Center for Inflammatory Bowel Disease Research and Department of Gastroenterology, The Shanghai Tenth People's Hospital, Tongji University School of Medicine, Shanghai, 200072, China.
Department of Gastroenterology, Pudong New Area People's Hospital, Shanghai, 201299, China.
J Autoimmun. 2022 Oct;132:102872. doi: 10.1016/j.jaut.2022.102872. Epub 2022 Aug 1.
BACKGROUND & AIMS: As a susceptibility gene for human inflammatory bowel diseases (IBD), how avian erythroblastosis virus E26 oncogene homolog-1 (ETS-1) modulates intestinal mucosal immune response remains unclear. Here we studied the potential roles of ETS-1 in the pathogenesis of IBD.
ETS-1 expression was examined in IBD patients. CD45RBCD4 T cell-transfer colitis, dextran sulfate sodium (DSS)-induced colitis, and azomethane (AOM)/DSS-induced colitis-associated cancer (CAC) models were constructed to probe the function of ETS-1 in vivo. RNA-sequencing of CD4 T cells from Ets-1 transgenic (Tg) mice was performed to decipher the key differentially expressed genes. Adenovirus transduction was conducted to verify the therapeutic potentials of ETS-1 in vivo.

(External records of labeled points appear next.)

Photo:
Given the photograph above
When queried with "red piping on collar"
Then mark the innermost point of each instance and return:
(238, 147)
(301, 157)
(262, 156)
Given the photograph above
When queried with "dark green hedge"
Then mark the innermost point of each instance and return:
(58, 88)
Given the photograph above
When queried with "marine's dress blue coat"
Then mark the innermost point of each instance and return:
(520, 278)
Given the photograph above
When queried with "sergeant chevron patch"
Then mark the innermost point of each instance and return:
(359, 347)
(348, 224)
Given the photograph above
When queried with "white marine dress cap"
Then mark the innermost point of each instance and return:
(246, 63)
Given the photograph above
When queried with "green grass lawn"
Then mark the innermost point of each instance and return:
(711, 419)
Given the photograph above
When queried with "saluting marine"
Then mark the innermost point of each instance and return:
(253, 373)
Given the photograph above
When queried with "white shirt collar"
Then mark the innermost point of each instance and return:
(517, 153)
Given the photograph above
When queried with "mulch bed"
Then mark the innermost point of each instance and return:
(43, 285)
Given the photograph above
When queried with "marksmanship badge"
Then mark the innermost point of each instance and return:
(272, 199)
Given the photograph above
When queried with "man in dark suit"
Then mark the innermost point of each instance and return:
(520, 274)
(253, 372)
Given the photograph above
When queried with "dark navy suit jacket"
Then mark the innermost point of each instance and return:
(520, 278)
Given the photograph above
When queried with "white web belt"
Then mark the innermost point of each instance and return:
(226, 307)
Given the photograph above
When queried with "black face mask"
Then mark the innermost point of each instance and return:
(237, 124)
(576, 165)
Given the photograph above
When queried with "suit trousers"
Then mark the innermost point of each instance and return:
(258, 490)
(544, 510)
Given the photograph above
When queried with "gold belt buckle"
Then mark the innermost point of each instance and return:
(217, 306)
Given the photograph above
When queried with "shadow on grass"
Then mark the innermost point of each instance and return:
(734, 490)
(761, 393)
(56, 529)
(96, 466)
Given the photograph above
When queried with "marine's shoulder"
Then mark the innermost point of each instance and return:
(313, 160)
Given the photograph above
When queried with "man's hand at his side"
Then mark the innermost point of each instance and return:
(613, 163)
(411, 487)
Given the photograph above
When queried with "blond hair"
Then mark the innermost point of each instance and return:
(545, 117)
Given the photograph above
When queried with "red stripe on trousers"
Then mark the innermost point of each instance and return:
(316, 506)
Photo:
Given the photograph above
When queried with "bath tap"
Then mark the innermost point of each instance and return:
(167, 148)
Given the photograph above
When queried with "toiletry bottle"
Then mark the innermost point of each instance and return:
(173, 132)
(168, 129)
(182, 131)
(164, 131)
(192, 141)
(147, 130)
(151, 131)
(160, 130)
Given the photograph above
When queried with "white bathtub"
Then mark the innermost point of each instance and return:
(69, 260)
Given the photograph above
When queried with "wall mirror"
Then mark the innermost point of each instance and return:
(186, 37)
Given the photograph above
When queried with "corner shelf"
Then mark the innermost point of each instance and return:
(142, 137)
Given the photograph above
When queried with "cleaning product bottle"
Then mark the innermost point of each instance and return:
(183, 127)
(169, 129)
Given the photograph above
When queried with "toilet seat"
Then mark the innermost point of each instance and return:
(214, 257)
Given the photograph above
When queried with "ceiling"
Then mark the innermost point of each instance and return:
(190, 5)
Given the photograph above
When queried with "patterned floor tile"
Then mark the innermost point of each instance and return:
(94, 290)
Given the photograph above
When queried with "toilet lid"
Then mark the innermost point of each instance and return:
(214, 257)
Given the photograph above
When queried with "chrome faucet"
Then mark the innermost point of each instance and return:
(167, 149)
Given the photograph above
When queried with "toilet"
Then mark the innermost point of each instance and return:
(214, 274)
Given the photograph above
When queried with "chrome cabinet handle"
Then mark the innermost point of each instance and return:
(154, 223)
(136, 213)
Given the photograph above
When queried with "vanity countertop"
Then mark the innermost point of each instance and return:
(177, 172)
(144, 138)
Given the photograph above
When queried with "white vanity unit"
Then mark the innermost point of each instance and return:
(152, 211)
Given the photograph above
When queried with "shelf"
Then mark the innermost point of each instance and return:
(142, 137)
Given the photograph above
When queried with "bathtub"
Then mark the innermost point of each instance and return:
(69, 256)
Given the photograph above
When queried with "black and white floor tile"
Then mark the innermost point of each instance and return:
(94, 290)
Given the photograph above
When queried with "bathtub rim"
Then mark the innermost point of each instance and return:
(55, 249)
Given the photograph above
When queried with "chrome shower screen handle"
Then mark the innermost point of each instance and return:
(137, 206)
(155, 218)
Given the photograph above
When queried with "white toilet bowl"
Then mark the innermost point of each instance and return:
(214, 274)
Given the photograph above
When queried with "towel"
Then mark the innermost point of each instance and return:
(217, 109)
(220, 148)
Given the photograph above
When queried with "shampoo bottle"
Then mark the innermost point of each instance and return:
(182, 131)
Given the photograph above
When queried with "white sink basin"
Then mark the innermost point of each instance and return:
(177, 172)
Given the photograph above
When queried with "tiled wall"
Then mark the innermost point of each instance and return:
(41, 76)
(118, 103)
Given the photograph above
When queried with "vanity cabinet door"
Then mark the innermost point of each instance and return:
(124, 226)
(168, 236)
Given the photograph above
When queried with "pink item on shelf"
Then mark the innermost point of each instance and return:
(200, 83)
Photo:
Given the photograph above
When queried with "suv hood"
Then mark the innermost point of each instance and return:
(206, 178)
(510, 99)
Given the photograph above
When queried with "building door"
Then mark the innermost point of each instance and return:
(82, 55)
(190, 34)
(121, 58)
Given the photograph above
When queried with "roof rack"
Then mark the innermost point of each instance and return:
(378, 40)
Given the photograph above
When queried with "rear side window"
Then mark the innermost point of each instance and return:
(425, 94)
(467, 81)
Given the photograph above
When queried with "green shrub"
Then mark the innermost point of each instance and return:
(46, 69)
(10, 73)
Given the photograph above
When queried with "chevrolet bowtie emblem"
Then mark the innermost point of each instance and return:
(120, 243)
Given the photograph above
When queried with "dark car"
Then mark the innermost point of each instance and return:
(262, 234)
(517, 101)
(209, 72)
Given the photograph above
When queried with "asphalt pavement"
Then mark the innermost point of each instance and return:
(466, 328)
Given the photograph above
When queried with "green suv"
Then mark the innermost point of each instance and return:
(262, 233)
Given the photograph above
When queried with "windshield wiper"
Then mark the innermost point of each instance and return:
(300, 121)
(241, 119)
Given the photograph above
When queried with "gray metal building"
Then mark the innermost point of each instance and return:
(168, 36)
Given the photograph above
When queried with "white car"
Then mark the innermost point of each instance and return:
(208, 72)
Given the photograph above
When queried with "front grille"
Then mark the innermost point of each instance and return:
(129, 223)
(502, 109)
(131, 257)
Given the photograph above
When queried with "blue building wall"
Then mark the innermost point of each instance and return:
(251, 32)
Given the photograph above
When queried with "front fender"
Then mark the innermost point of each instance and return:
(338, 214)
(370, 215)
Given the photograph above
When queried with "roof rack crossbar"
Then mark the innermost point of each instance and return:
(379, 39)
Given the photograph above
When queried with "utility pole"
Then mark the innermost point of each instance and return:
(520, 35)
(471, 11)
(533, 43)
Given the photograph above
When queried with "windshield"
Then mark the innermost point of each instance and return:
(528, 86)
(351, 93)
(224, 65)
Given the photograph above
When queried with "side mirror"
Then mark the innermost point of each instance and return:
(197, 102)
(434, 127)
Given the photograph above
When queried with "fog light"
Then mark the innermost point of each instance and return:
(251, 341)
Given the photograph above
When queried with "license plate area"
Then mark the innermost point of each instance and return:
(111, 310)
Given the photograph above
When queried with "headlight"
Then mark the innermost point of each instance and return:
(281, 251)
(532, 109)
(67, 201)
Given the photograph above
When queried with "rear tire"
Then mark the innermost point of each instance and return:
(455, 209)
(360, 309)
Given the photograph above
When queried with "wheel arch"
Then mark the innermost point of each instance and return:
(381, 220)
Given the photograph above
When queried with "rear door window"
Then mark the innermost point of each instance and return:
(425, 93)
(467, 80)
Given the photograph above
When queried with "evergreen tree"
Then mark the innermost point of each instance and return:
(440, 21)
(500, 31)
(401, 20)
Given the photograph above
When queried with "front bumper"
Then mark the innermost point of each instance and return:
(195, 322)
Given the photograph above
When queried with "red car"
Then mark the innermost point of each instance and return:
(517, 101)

ETS-1 expression was significantly increased in CD4 T cells from active IBD patients compared with healthy controls, which was upregulated by TNF-α but markedly suppressed by anti-TNF-α mAb therapy. More severe colitis was observed in Rag1 mice reconstituted with Ets-1CD45RBCD4 T cells or in Ets-1 Tg mice after DSS exposure compared with controls, characterized by higher TNF-α and IFN-γ expression in inflamed colon. Ets-1 Tg mice were more prone to develop AOM/DSS-induced CAC, and bone marrow chimeras further proved that lamina propria immune cells but not intestinal epithelial cells contributed to the development of colitis. RNA-sequencing and luciferase analysis revealed cold-inducible RNA-binding protein (CIRBP) as a functional target of ETS-1 to promote Th1 cell-driven immune response. Consistently, intraperitoneal administration of adenovirus-m-cirbp-shRNA ameliorated trinitrobenzene sulfonic acid (TNBS)-induced colitis of Ets-1 Tg mice.
Our data identify that ETS-1 is highly expressed in IBD patients and promotes Th1-driven mucosal inflammation through CIRBP. CIRBP may serve as a novel therapeutic target for treatment of human IBD.
作为人类炎症性肠病(IBD)的易感基因,禽红细胞生成病毒 E26 癌基因同源物-1(ETS-1)如何调节肠道黏膜免疫反应尚不清楚。本研究旨在探讨 ETS-1 在 IBD 发病机制中的潜在作用。
检测 IBD 患者中 ETS-1 的表达。构建 ETS-1 转基因(Tg)小鼠 CD45RBCD4 T 细胞转移结肠炎、葡聚糖硫酸钠(DSS)诱导结肠炎和偶氮甲烷(AOM)/DSS 诱导结肠炎相关癌症(CAC)模型,以探究 ETS-1 在体内的功能。对 Ets-1 Tg 小鼠 CD4 T 细胞进行 RNA 测序,以解析关键差异表达基因。通过腺病毒转导验证 ETS-1 在体内的治疗潜力。
与健康对照相比,活动期 IBD 患者 CD4 T 细胞中 ETS-1 的表达显著增加,TNF-α可上调其表达,而抗 TNF-α mAb 治疗可显著抑制其表达。与对照组相比, Rag1 小鼠重建的 Ets-1CD45RBCD4 T 细胞或 DSS 暴露后的 Ets-1 Tg 小鼠出现更严重的结肠炎,表现为炎症结肠中 TNF-α和 IFN-γ表达更高。Ets-1 Tg 小鼠更易发生 AOM/DSS 诱导的 CAC,骨髓嵌合体进一步证实固有层免疫细胞而非肠道上皮细胞有助于结肠炎的发生。RNA 测序和荧光素酶分析显示冷诱导 RNA 结合蛋白(CIRBP)是 ETS-1 的功能靶点,可促进 Th1 细胞驱动的免疫反应。一致地,腹腔内给予腺病毒-m-cirbp-shRNA 可改善 Ets-1 Tg 小鼠的三硝基苯磺酸(TNBS)诱导结肠炎。
本研究数据表明,ETS-1 在 IBD 患者中高表达,并通过 CIRBP 促进 Th1 驱动的黏膜炎症。CIRBP 可能成为治疗人类 IBD 的新治疗靶点。